The most general single qubit gate is $$\mathrm{U3}$$ given by matrix

$$\mathrm{U3}= \begin{pmatrix} \cos(\theta/2) & -\mathrm{e}^{i\lambda}\sin(\theta/2) \\ \mathrm{e}^{i\phi}\sin(\theta/2) & \mathrm{e}^{i(\phi+\lambda)}\cos(\theta/2) \end{pmatrix}.$$

If the gate is applied on qubit in state $$|0\rangle$$ again the most general description of quantum state is obtained, i.e.

$$|\varphi_0\rangle = \cos(\theta/2)|0\rangle + \mathrm{e}^{i\phi}\sin(\theta/2)|1\rangle,$$

where angles $$\phi$$ and $$\theta$$ describe position of the state on Bloch sphere.

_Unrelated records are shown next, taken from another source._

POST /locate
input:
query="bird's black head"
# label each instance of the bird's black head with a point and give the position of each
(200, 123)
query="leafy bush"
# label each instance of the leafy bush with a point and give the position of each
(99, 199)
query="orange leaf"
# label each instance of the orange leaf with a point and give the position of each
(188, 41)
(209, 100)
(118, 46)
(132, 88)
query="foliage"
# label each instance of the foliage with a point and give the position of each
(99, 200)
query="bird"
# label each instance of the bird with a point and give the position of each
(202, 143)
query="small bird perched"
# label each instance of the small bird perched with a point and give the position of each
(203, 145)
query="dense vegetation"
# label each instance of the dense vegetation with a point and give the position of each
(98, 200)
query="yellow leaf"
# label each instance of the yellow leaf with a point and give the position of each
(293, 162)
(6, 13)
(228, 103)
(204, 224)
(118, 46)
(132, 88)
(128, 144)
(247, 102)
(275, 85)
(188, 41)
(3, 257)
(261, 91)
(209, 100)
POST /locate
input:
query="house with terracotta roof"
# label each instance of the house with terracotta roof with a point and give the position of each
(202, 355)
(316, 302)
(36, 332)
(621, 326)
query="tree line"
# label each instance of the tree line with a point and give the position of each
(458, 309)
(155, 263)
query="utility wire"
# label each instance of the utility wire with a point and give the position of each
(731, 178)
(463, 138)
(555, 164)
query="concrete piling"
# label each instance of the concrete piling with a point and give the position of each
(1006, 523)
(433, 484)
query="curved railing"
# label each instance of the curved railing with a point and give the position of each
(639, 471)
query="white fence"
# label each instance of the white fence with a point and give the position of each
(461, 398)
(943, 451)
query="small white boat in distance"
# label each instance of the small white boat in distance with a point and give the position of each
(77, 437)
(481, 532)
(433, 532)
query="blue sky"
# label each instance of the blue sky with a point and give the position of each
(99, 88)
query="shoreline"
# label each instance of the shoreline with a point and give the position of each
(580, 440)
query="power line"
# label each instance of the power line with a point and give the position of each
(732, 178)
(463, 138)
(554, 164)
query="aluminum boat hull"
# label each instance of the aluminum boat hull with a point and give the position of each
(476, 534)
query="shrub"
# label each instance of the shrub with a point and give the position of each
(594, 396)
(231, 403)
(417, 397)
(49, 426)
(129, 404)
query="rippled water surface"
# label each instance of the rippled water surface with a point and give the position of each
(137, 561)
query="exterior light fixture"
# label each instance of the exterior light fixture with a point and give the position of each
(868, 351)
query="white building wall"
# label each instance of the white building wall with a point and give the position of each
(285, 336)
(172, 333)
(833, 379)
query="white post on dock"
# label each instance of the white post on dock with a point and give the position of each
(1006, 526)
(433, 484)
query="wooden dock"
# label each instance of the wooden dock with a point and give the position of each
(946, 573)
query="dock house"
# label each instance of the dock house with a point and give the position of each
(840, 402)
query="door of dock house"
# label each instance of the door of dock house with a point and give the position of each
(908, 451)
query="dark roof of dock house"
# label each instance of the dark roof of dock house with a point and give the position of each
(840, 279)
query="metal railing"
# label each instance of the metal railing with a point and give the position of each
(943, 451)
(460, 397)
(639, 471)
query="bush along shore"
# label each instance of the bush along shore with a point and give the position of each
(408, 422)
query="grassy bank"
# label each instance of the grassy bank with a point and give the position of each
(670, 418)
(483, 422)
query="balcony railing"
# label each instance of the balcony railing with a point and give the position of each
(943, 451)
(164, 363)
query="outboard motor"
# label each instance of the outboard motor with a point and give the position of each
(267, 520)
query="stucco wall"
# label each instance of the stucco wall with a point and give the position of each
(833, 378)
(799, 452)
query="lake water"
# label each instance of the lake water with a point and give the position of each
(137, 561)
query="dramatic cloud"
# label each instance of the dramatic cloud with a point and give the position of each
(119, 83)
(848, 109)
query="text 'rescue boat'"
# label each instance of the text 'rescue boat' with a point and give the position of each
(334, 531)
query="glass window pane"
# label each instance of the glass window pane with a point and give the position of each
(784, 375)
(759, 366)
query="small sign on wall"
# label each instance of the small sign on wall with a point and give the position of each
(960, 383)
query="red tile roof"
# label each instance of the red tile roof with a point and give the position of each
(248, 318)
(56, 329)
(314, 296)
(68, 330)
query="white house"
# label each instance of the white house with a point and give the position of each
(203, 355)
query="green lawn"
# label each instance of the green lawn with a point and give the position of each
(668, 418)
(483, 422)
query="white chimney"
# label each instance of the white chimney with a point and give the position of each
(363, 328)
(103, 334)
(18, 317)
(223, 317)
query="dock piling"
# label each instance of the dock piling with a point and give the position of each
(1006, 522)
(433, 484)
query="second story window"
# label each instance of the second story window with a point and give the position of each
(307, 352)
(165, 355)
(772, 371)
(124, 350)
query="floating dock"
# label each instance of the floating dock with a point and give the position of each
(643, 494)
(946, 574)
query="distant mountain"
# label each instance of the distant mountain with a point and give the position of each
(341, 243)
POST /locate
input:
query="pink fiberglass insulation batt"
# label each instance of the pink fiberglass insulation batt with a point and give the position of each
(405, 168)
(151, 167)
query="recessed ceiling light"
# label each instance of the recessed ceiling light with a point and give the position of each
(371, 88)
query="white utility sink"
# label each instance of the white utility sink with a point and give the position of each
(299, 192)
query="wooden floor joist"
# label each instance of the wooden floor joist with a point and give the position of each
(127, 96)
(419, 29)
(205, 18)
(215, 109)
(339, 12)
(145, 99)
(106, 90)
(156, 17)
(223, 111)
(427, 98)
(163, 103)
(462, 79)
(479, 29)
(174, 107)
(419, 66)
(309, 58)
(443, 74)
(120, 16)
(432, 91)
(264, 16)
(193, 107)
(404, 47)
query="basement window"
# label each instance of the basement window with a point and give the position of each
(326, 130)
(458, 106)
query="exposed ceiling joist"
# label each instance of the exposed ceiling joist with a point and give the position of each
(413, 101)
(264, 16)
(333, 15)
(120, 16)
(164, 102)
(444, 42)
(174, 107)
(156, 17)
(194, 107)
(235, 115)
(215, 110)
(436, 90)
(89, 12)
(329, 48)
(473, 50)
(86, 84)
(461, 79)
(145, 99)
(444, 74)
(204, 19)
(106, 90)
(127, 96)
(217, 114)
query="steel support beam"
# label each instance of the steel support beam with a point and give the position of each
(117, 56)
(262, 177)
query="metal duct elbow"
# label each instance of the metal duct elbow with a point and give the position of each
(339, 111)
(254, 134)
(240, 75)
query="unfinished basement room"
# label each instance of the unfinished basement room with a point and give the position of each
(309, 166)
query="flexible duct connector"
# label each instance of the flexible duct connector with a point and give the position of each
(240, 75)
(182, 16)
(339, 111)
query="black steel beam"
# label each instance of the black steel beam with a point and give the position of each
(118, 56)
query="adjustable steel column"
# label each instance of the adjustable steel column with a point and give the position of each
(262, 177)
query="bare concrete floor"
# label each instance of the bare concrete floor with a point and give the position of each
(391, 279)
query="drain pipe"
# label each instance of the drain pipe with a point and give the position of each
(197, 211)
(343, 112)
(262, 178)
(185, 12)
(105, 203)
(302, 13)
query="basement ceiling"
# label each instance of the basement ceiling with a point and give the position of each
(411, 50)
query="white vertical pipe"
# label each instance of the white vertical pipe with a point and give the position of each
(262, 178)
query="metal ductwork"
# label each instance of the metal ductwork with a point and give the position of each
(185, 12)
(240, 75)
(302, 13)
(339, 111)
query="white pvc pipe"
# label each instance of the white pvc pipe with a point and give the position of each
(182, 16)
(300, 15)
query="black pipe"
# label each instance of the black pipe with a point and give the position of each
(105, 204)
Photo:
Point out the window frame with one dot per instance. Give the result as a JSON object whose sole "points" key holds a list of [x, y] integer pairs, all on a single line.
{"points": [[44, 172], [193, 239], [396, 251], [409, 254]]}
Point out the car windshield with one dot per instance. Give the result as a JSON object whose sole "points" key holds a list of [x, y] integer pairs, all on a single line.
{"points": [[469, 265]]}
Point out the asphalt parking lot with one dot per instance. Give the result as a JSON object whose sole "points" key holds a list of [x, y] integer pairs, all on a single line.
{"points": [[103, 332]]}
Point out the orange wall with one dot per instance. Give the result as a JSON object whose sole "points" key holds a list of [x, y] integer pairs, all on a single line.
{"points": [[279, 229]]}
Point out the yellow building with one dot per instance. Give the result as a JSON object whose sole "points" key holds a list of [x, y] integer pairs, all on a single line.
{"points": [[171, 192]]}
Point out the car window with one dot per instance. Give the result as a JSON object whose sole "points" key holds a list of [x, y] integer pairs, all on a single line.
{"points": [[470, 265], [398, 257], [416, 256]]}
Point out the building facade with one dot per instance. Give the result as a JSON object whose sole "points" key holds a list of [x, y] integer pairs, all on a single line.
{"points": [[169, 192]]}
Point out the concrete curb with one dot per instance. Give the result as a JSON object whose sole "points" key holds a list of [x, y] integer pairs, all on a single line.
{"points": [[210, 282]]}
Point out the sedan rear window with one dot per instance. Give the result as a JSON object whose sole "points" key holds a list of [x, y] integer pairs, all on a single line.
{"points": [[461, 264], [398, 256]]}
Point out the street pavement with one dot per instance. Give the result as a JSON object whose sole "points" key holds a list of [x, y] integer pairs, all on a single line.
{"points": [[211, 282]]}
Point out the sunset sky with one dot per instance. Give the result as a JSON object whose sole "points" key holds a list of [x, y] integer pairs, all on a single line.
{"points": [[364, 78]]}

When the gate is applied on qubit in state $$|1\rangle$$, the result is

$$|\varphi_1\rangle = \mathrm{e}^{i\lambda}(-\sin(\theta/2)|0\rangle + \mathrm{e}^{i\phi}\cos(\theta/2)|1\rangle)$$

Obviously term $$\mathrm{e}^{i\lambda}$$ can be ignored because it is the global phase of a state.

I can imagine that global phase can be useful for constructing contolled global phase gate but it can be implemented as $$\mathrm{Ph}(\lambda) \otimes I$$, where

$$\mathrm{Ph}(\lambda) = \begin{pmatrix} 1 & 0 \\ 0 & \mathrm{e}^{i\lambda}. \end{pmatrix}$$

My question is: What a parameter $$\lambda$$ in $$\mathrm{U3}$$ is used for?

• where is this notation (the "U3" gate) from? – glS Jan 28 at 12:42
• @glS: It is based on IBM Q user manual from 2018. – Martin Vesely Jan 28 at 12:55

The parameter $$e^{i\lambda}$$ is only a global phase if it's acting on the basis state $$|1\rangle$$. Act on any superposition of states, and it's a relative phase, and absolutely critical.